Em Brasília, entrevistei o senador Pedro Simon e a ex-candidata à Presidência da República, Marina Silva. Que diálogo inspirador e encantador nós tivemos! Eles,  ícones da política brasileira, permaneceram acessíveis e receptivos. As pessoas que manifestam diferenciada força interior são as que mantêm forte e saudável ponte de conexão consigo e com seu entorno - não se perderam de si mesmas.

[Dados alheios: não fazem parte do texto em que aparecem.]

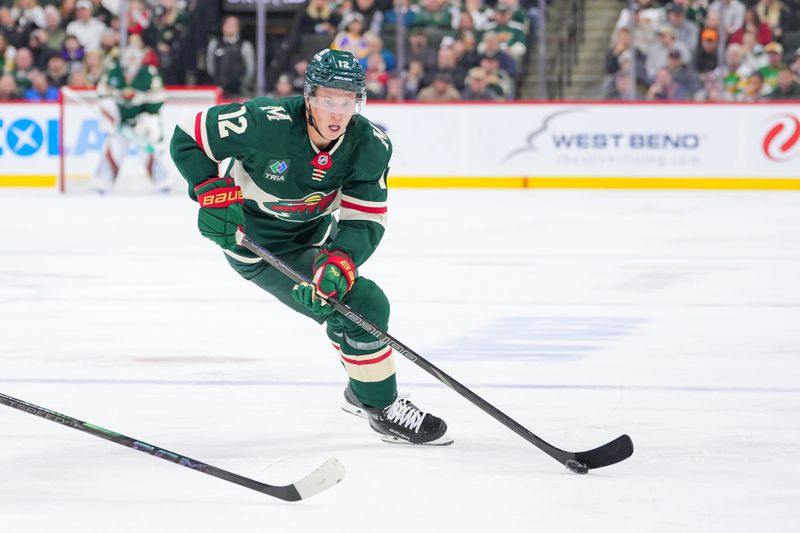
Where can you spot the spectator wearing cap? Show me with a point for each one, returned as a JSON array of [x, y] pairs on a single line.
[[38, 47], [694, 10], [375, 45], [373, 17], [87, 29], [396, 90], [685, 31], [418, 49], [376, 77], [6, 55], [646, 19], [8, 88], [513, 40], [657, 54], [351, 35], [705, 57], [40, 89], [28, 15], [752, 24], [447, 62], [433, 14], [16, 35], [772, 68], [283, 88], [753, 88], [299, 66], [93, 67], [55, 31], [72, 52], [57, 71], [477, 86], [732, 15], [664, 88], [491, 45], [407, 14], [415, 78], [441, 90], [320, 18], [620, 88], [23, 66], [681, 73], [622, 45], [788, 88], [231, 60], [780, 16], [712, 90], [519, 16], [795, 66], [170, 26], [481, 15], [498, 81], [733, 73], [753, 53]]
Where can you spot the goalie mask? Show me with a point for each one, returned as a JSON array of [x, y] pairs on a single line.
[[131, 61]]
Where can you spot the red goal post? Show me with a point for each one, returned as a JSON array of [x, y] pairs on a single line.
[[81, 136]]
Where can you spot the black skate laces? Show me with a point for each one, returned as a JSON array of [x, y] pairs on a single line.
[[404, 413]]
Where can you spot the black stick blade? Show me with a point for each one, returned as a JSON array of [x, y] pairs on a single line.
[[611, 453]]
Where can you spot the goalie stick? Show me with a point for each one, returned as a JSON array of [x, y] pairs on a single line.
[[610, 453], [324, 477]]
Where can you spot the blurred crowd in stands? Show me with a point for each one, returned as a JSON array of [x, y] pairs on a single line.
[[47, 44], [721, 50], [452, 50], [448, 50]]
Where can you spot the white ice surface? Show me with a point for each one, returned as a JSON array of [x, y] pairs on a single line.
[[671, 316]]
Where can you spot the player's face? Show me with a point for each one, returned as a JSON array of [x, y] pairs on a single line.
[[332, 110]]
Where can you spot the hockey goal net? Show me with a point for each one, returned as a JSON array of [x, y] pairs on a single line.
[[81, 136]]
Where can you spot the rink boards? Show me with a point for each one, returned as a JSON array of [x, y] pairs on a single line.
[[514, 145]]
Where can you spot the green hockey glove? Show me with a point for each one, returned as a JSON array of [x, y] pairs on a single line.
[[334, 273], [221, 211], [306, 294]]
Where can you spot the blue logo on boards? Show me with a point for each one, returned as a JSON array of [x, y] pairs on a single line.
[[24, 137]]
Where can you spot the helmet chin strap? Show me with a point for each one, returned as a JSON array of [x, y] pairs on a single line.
[[313, 123]]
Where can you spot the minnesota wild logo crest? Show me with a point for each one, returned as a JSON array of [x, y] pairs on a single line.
[[321, 163]]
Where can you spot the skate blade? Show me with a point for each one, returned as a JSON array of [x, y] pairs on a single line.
[[354, 410], [444, 440]]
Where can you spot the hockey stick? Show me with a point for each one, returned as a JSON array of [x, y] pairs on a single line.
[[613, 452], [324, 477], [125, 130]]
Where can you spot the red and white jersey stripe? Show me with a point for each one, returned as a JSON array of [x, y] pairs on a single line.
[[352, 208]]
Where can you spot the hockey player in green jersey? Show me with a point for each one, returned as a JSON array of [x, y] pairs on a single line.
[[295, 162], [131, 94]]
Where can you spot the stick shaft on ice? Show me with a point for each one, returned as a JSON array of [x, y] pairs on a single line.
[[610, 453]]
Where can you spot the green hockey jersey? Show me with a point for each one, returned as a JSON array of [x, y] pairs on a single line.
[[142, 94], [291, 188]]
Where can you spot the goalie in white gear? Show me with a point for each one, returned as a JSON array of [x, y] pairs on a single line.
[[130, 95]]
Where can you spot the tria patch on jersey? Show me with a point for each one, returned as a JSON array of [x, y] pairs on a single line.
[[308, 208], [321, 163], [276, 169]]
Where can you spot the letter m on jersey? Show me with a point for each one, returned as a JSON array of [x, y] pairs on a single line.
[[275, 112], [377, 132]]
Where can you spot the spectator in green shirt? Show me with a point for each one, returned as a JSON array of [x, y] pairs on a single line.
[[787, 88]]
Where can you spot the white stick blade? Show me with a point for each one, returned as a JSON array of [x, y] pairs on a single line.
[[329, 474]]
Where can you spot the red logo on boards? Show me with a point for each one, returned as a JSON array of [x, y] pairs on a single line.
[[781, 141]]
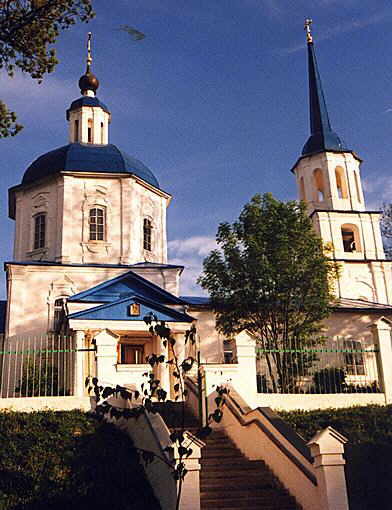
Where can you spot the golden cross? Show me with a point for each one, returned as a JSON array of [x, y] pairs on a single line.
[[308, 23], [89, 57]]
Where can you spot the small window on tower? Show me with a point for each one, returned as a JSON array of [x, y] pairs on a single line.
[[76, 131], [97, 224], [39, 231], [147, 234], [90, 131], [350, 238]]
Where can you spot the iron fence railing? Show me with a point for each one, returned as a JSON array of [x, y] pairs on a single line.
[[338, 366], [37, 366]]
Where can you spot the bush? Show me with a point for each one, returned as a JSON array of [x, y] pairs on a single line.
[[61, 460], [369, 448]]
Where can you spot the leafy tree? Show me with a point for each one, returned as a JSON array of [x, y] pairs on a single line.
[[272, 278], [386, 229], [27, 29]]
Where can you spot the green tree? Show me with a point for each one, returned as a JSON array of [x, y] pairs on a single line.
[[28, 28], [386, 229], [272, 278]]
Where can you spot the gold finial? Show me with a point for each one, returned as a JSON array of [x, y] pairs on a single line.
[[308, 23], [89, 57]]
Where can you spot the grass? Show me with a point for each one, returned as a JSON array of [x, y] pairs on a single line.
[[368, 452]]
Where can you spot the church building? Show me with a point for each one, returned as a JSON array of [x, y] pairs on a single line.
[[90, 247]]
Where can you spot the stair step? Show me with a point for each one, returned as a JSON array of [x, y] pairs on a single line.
[[282, 503]]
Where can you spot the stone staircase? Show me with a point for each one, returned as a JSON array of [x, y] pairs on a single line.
[[228, 479]]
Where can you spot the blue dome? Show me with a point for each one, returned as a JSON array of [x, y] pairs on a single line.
[[85, 157]]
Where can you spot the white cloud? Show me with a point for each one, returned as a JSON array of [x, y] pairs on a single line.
[[190, 252]]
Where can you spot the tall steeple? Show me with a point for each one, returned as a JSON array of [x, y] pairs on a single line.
[[322, 137]]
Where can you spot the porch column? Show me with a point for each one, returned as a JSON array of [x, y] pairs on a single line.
[[327, 448], [164, 371], [106, 356], [381, 330], [79, 365]]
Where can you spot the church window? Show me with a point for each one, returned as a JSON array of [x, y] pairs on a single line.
[[39, 231], [76, 131], [319, 185], [90, 131], [353, 357], [147, 234], [357, 186], [350, 238], [302, 195], [58, 313], [97, 224], [340, 182], [131, 354]]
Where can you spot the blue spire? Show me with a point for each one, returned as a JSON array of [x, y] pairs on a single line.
[[322, 138]]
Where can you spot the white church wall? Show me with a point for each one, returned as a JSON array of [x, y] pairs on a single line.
[[32, 291]]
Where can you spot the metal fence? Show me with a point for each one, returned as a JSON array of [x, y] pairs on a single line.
[[37, 366], [338, 366]]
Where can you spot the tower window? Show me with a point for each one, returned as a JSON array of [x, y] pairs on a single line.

Reporto-me à passagem da vida de Abraham Lincoln, narrada por Osho:

“Quando foi eleito presidente dos Estados Unidos, no dia de sua posse no Congresso,  alguém se levantou e disse-lhe: ‘Lincoln, antes de começar o seu discurso, não se esqueça que você é filho de sapateiro’. E acrescentou ainda:  ‘E estou usando um sapato feito por ele’. O Senado todo riu. Queriam  insultá-lo e humilhá-lo, já que não conseguiram derrotá-lo. Porém é muito difícil humilhar um homem como Lincoln.  
 
Mas Lincoln respondeu com extrema serenidade: ‘Estou tremendamente grato por você ter me lembrado de meu pai, que está morto. Nunca vi um sapateiro semelhante. Era único, era um criador porque amava fazer sapatos. Eu procurarei ser um presidente tão bom quanto o sapateiro que ele foi. Ao que me consta, meu pai sempre fez os sapatos de sua família, se os seus sapatos apresentarem algum problema, você pode trazê-los e eu os consertarei. Desde cedo, aprendi a consertar sapatos e, agora que meu pai está morto, posso cuidar dos seus. Aliás, se algum de vocês tiver um sapato feito pelo meu pai que esteja precisando de conserto pode trazer para mim. Mas de uma coisa estejam certos: eu não sou tão bom quanto ele, seu toque era de ouro’. E os seus olhos encheram-se de lágrimas ao lembrar-se de seu pai.”

Neste momento, lágrimas de emoção também enchem os meus olhos pelas recordações que as linhas e entrelinhas deste texto suscitaram-me em relação ao meu pai. Acordam na minha memória, também, lembranças de algumas pessoas, as quais e para as quais, afortunadamente, fomos espelhos limpos e transparentes. Isso oportunizou enxergar e reconhecer a nossa melhor parte, o que divinizou a nossa convivência e tornou-a um presente de Deus. 

Namaste (o Deus que habita em mim saúda o Deus que habita em você)!
 
Enildes Corrêa é Administradora e Profª de Yoga com formação e aperfeiçoamento na Índia. Palestrante e cronista.